Then she would sing “‘Twas on the Isle of Capri …”
or play a Vera Lynn record. Did she have many
lovers? I wanted to wear expensive Dhaka
saris, high heels, smoke cigarettes (as I had seen
her do at dinner parties sometimes), travel—
be like her. Would I ever go anywhere? I who
failed in math and science, hated bullies, hated
school. My head sailed in the clouds. My brain,
they told me, was for the birds. My handwriting
a bird’s nest. My weak fingers would never grasp
a pen properly, my legs never walk normally again.
When would my flesh grow light, my bones
breathe only air so I could fly? When the bird

appeared from nothing, shapes shifted, my book
levitated. The bird floated, not walked. Did it
even have feet? I felt my weight lift. Floating
was as good as flying. It seemed not to see
me, as if it were a peaceful spirit passing
through.
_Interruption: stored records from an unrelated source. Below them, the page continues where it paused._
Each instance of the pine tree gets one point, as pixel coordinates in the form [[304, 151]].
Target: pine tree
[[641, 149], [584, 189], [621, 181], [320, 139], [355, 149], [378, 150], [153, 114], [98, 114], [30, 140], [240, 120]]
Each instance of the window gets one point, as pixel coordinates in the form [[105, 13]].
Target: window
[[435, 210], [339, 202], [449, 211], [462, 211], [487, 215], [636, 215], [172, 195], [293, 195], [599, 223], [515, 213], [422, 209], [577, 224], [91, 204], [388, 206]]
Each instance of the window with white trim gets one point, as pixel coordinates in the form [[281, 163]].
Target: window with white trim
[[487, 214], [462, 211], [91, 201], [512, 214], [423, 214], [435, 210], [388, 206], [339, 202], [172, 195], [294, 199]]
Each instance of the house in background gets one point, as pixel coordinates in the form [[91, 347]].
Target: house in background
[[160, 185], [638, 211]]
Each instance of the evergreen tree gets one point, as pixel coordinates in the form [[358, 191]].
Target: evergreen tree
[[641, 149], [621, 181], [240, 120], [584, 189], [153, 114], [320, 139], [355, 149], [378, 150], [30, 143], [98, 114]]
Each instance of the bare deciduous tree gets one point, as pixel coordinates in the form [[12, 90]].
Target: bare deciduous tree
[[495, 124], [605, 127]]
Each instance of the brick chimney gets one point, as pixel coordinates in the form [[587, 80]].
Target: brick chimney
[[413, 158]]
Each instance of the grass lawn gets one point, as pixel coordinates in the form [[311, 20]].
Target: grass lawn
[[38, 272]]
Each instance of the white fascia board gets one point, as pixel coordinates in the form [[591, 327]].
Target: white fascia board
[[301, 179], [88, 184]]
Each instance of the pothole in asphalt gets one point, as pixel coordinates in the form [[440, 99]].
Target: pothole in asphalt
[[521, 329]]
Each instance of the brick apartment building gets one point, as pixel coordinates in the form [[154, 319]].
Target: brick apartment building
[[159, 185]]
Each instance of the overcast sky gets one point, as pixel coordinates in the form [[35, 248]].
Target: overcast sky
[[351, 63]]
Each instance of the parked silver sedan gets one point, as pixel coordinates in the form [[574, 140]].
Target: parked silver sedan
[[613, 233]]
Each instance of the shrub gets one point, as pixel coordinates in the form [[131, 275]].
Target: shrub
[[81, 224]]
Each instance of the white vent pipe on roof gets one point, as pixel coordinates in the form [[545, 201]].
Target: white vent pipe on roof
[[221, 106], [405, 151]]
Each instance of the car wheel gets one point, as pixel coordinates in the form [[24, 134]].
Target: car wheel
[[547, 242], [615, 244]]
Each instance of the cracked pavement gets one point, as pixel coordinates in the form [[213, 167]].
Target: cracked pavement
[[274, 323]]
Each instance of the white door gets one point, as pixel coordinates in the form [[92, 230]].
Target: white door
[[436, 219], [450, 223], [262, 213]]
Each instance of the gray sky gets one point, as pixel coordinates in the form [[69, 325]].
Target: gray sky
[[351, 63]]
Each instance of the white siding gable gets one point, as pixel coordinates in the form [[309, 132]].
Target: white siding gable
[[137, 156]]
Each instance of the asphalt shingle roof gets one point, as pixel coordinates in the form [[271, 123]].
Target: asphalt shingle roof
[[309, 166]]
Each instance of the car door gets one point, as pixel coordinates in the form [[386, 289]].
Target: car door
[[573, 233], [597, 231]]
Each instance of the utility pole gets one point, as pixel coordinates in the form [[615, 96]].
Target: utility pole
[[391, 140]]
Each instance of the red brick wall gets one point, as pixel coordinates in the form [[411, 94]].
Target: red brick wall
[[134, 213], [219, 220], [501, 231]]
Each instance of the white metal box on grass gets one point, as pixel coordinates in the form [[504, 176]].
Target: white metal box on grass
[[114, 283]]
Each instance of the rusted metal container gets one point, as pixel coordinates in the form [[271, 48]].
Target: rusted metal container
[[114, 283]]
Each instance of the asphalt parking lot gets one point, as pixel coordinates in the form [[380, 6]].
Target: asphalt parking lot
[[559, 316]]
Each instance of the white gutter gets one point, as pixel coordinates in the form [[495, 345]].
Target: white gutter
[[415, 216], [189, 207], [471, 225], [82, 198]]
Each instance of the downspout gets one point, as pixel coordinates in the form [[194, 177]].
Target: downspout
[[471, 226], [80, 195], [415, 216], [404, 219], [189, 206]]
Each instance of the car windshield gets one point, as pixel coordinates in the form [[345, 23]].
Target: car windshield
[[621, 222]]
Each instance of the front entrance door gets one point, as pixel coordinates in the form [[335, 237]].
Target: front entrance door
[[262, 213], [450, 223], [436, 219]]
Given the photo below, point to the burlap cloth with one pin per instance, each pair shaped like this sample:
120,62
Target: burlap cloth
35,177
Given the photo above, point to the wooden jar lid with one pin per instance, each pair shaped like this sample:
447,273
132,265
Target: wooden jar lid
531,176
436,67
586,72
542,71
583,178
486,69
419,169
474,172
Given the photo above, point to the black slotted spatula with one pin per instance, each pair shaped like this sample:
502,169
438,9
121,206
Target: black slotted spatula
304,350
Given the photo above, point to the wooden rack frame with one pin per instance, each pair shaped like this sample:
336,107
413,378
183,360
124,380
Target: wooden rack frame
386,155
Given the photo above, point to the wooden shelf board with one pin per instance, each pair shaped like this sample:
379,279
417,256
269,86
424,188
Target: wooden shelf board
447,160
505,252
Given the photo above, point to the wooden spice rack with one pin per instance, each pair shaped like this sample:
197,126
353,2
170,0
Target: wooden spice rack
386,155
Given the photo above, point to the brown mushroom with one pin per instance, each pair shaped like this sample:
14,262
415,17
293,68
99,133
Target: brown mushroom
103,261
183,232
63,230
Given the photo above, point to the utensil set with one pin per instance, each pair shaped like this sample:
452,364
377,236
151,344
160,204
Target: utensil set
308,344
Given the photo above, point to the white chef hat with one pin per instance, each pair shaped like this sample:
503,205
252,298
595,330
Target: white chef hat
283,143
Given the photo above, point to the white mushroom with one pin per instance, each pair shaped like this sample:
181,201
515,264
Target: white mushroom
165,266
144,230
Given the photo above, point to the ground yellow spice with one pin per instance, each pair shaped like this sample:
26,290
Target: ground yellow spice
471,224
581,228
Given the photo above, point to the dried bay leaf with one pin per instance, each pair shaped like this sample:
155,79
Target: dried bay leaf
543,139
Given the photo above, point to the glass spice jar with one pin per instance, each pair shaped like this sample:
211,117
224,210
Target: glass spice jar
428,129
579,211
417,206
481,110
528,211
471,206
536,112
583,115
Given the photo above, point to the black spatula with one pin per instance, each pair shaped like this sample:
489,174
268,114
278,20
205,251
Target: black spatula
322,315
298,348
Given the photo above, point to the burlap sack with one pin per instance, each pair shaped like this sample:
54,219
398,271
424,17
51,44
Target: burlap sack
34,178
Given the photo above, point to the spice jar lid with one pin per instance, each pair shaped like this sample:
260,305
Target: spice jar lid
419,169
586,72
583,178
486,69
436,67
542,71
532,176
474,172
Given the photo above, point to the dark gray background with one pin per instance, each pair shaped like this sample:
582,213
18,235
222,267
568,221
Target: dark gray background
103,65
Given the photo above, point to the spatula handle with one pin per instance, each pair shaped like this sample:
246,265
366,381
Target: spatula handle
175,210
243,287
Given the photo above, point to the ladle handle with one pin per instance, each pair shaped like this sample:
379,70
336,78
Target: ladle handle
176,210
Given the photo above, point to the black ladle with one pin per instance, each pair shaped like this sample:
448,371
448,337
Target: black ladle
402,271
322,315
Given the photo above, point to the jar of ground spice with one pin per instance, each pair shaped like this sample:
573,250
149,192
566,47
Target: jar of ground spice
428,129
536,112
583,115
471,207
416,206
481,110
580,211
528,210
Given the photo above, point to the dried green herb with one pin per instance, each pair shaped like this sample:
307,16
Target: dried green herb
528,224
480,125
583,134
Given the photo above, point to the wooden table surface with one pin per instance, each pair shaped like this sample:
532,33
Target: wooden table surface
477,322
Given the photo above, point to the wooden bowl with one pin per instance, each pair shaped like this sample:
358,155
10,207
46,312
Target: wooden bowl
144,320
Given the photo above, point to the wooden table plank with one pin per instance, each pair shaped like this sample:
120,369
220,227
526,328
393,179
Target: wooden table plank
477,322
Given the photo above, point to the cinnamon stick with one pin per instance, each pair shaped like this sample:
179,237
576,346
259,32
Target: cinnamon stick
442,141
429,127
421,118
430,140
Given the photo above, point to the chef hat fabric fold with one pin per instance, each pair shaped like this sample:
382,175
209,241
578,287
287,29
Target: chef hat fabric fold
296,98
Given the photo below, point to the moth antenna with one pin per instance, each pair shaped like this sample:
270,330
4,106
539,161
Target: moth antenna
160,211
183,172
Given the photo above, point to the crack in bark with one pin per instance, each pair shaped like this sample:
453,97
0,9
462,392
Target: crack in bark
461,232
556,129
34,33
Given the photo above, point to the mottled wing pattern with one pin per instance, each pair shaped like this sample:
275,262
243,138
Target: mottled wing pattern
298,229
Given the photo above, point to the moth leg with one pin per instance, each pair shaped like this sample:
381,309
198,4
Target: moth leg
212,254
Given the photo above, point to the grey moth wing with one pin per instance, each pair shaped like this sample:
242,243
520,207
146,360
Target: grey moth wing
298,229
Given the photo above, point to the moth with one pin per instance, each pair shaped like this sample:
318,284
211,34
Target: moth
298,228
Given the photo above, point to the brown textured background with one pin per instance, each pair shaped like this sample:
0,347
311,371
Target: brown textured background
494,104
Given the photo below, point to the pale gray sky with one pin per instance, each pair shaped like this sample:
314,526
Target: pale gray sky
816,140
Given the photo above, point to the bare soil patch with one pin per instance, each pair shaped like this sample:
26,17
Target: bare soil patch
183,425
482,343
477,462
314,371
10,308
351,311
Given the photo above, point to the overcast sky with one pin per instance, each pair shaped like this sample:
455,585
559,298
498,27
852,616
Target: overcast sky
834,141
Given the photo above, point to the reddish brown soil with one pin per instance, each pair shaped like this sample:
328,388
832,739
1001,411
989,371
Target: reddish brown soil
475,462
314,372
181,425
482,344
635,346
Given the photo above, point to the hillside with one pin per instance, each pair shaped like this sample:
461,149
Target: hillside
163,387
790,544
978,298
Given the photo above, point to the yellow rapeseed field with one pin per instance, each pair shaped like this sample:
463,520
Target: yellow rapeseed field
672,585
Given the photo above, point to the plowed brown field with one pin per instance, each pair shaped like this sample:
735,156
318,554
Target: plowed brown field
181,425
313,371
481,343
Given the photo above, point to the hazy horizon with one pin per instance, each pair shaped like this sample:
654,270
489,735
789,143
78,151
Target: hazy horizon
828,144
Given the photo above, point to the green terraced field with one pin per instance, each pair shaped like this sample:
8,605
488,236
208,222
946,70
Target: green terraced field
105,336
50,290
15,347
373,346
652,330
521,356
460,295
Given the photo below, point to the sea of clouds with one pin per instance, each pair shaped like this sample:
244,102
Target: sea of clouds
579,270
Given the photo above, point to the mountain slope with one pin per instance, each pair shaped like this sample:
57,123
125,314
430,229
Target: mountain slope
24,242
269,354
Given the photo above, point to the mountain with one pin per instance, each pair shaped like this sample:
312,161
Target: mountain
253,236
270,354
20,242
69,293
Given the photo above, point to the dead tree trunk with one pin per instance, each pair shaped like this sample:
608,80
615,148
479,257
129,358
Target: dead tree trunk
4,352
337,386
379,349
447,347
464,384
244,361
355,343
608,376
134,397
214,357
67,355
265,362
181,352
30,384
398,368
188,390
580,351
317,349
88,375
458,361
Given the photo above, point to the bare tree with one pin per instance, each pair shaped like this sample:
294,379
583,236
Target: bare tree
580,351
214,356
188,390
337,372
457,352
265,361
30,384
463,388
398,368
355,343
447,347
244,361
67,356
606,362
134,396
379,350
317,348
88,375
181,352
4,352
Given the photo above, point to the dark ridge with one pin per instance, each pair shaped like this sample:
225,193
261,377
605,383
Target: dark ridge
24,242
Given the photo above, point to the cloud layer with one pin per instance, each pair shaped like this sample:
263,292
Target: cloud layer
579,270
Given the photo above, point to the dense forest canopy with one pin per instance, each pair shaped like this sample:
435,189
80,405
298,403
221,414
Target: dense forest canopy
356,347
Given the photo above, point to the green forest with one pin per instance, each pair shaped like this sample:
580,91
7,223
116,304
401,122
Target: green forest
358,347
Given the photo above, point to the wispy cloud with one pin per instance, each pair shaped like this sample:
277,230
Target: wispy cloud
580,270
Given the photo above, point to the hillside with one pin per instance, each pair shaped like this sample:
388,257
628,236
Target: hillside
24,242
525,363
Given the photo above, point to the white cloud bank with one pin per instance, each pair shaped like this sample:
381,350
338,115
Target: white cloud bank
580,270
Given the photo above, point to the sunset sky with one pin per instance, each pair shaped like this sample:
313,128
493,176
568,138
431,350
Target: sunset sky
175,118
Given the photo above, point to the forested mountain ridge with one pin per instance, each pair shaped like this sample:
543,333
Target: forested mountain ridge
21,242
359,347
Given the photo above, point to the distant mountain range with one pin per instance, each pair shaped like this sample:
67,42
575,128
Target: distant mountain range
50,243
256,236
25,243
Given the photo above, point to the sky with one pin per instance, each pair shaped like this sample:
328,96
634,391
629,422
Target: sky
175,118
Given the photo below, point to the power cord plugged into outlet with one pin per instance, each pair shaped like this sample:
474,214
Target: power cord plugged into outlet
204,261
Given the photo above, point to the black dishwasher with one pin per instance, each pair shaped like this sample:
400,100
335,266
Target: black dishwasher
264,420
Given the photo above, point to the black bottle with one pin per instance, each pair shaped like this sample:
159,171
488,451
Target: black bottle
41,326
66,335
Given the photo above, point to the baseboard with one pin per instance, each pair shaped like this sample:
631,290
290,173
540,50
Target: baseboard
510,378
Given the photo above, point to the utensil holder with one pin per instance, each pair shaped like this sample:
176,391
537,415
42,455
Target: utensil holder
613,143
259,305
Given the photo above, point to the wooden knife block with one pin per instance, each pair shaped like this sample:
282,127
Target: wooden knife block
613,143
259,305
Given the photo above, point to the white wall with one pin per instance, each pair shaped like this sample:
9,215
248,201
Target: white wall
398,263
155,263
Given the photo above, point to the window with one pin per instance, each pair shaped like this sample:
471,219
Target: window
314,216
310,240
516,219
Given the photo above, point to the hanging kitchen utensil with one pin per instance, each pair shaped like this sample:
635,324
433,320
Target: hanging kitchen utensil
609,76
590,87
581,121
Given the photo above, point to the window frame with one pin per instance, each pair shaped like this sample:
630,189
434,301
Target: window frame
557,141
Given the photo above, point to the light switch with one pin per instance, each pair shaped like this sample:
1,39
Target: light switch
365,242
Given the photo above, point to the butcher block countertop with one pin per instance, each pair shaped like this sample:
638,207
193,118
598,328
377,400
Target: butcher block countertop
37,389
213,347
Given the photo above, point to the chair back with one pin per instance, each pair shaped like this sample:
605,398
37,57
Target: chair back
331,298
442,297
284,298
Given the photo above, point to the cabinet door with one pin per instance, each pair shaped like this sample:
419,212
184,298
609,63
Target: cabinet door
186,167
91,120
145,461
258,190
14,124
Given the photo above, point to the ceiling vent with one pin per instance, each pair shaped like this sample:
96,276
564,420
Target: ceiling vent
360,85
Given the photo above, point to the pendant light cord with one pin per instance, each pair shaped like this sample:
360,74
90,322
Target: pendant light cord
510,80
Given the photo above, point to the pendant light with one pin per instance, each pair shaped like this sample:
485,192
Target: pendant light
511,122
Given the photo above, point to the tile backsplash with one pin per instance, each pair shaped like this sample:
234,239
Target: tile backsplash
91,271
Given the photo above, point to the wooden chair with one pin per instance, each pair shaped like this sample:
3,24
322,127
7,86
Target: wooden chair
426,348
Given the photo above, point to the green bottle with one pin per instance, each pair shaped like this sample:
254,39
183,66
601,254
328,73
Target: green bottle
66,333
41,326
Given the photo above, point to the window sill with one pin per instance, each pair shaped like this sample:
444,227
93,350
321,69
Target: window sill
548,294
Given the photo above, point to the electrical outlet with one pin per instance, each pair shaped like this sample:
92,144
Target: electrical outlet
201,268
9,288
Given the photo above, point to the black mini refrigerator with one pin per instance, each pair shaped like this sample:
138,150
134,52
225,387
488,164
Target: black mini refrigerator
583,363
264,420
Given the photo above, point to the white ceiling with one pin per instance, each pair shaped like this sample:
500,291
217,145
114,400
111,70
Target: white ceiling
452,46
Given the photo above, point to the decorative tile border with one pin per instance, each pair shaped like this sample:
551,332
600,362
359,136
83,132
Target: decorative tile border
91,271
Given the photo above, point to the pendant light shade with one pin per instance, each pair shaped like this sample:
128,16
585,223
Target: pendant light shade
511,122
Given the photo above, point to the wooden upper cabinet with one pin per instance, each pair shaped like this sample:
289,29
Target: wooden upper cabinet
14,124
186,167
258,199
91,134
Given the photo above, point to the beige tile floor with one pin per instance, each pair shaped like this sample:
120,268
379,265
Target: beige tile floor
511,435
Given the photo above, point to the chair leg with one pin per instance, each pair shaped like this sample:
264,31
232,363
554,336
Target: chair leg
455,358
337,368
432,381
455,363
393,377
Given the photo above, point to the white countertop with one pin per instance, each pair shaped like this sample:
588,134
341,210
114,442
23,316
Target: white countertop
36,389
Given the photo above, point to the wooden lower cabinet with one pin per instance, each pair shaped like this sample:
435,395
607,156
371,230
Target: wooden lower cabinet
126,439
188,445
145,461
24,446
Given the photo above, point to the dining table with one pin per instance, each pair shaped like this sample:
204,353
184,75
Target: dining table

Strange girl, they said. A dreamer.
Did I imagine it then? Hearing a creak of leaf
and branch near my deck, the blur I saw earlier
turns to flesh and blood—a gawky crow
who arrows to the roof from the forsythia
and caws shrilly. Curious juvenile, her
glance is full of questions. Friend or
foe? Food or death? I throw my head
back, look up at her. She peers at me
over the edge. I slip indoors for bread, then
leave ripped bits on the railings. Where
is she? She’s hiding somewhere, watching me

watch her. They emerge and melt, these wily beings—
show a wingtip, glitter of eye, flick of tail. Leave me
a feather to dream on, a map to follow. My mother
and I fed them scraps everyday.They jostled each
other on the ledge, fought for crumbs, always
hung around our windows. Then disappeared
into neem, peepul, or the banyan tree as big
as a city. Did they wonder where we’d gone?
Had they heard us weep? Had they pecked at the
shuttered windows and silence? Wild fig seedlings
now grow from cracked brick. A sudden woosh

of wing beats. Listen! The air throbs. Three
trumpeters pass over me to land on the pond.
I wave. This is where I live. And there and
here and there. Crow, sparrow, finch, blue
jay, nuthatch, chickadee, cardinal, mallard,
cormorant, heron, geese, swan. They visit,
feed and fade. Return. They know their own.
I’m for the birds. I’m never alone.

I love how place — both India and Michigan — are so present in this poem. And I love the story she tells, about seeing a bird in India, being a misfit only for the birds, looking up to her grandaunt, and how she tells it. Also, I want to think some more about this line: All eyes, I would listen.